2021 ESA Annual Meeting (August 2 - 6)

Seven million years of North American herbivory

On Demand
Melissa Pardi, Research & Collections Center, Illinois State Museum;
Background/Question/Methods

The fossil record provides an opportunity to place modern biodiversity issues in a broader historical context. Paleoecological interpretations of past ecosystems inferred from vertebrate fossil assemblages are largely based on our understanding of dietary and habitat preferences of fossil taxa. However, interpretations may differ depending on whether taxon- or individual-level traits are considered. Morphological traits inform interpretations of diet, and are typically described at the level of a taxon. Individuals within a taxon are approximated as being ecologically similar, and this paradigm forms the basis for many interpretations of fossil assemblages. In contrast, stable isotope proxies provide insight into the realized diets of individuals, and provide a means for studying ecological variation over time and space within a taxon.
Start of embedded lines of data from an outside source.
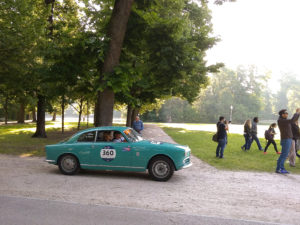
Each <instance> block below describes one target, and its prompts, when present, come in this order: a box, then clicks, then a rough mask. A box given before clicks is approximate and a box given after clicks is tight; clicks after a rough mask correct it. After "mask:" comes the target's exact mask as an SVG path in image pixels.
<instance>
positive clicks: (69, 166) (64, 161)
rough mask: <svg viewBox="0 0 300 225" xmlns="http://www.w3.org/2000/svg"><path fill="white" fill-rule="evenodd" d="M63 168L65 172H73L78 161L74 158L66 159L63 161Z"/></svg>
mask: <svg viewBox="0 0 300 225" xmlns="http://www.w3.org/2000/svg"><path fill="white" fill-rule="evenodd" d="M62 167H63V169H64V170H65V171H68V172H70V171H73V170H74V169H75V167H76V161H75V159H74V158H73V157H71V156H69V157H64V158H63V161H62Z"/></svg>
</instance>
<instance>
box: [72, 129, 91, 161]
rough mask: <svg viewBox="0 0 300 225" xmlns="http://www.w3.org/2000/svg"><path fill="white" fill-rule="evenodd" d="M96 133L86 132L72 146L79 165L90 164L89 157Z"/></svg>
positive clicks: (80, 135)
mask: <svg viewBox="0 0 300 225" xmlns="http://www.w3.org/2000/svg"><path fill="white" fill-rule="evenodd" d="M95 139H96V131H88V132H85V133H83V134H81V135H80V136H79V137H78V139H77V141H76V142H75V143H73V144H72V149H71V150H72V151H74V152H76V154H77V155H78V157H79V161H80V164H82V165H83V166H84V165H88V164H90V163H91V162H90V155H91V154H92V153H93V149H94V147H95Z"/></svg>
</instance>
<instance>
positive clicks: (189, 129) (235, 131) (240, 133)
mask: <svg viewBox="0 0 300 225" xmlns="http://www.w3.org/2000/svg"><path fill="white" fill-rule="evenodd" d="M273 122H274V123H275V122H276V121H273ZM162 125H163V126H166V127H172V128H183V129H187V130H199V131H209V132H216V130H217V128H216V124H205V123H201V124H189V123H163V124H162ZM268 129H269V125H261V124H258V125H257V136H258V137H259V138H264V137H265V130H268ZM275 131H276V135H275V139H277V140H278V139H279V138H280V135H279V134H280V132H279V129H278V128H275ZM229 132H230V133H233V134H243V133H244V125H243V124H229Z"/></svg>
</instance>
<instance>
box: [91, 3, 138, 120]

Our study presents a synthesis of the isotopic ecologies (δ13C from tooth enamel) of North American mammalian herbivores since ~7 Ma. We compare these individual-level dietary data with diets inferred from taxon tooth-crown height. We ask if morphological interpretations of dietary behavior agree with stable isotope proxy data. We also ask if grazing-adapted (high-crowned) taxa are specialists, as they are often represented in the literature, or if the ability to graze permits taxa to broaden their dietary niches.

Results/Conclusions

We demonstrate that while taxa with low-crowned teeth are specialized as browsers, high-crowned taxa often have broader diets that include more forbs and shrubs than anticipated. It has long been accepted that morphology imposes limits on diet; this synthesis supports prior work that herbivores with “grazing” adaptations at the taxon-level, such as high-crowned teeth, have the ability to consume grass but are also able to eat other foods. Individual “grazers” may in fact browse for extended periods of time. We find that taxa with grazing adaptations tend to, overall, have broad diets, but specialize at the local level (~30 to 60% of a taxon’s overall breadth). This synthesis demonstrates that “grazing-adapted” taxa are varied in their diets across space and time, and this flexibility may have reduced competition among ancient herbivores in communities that were more diverse than today. Modern systems are significantly less species diverse than those of the past, and many niches that were filled as recently as ca. 13,000 yr B.P. (such as grazing megafauna) are now absent, or nearly absent, from many ecosystems.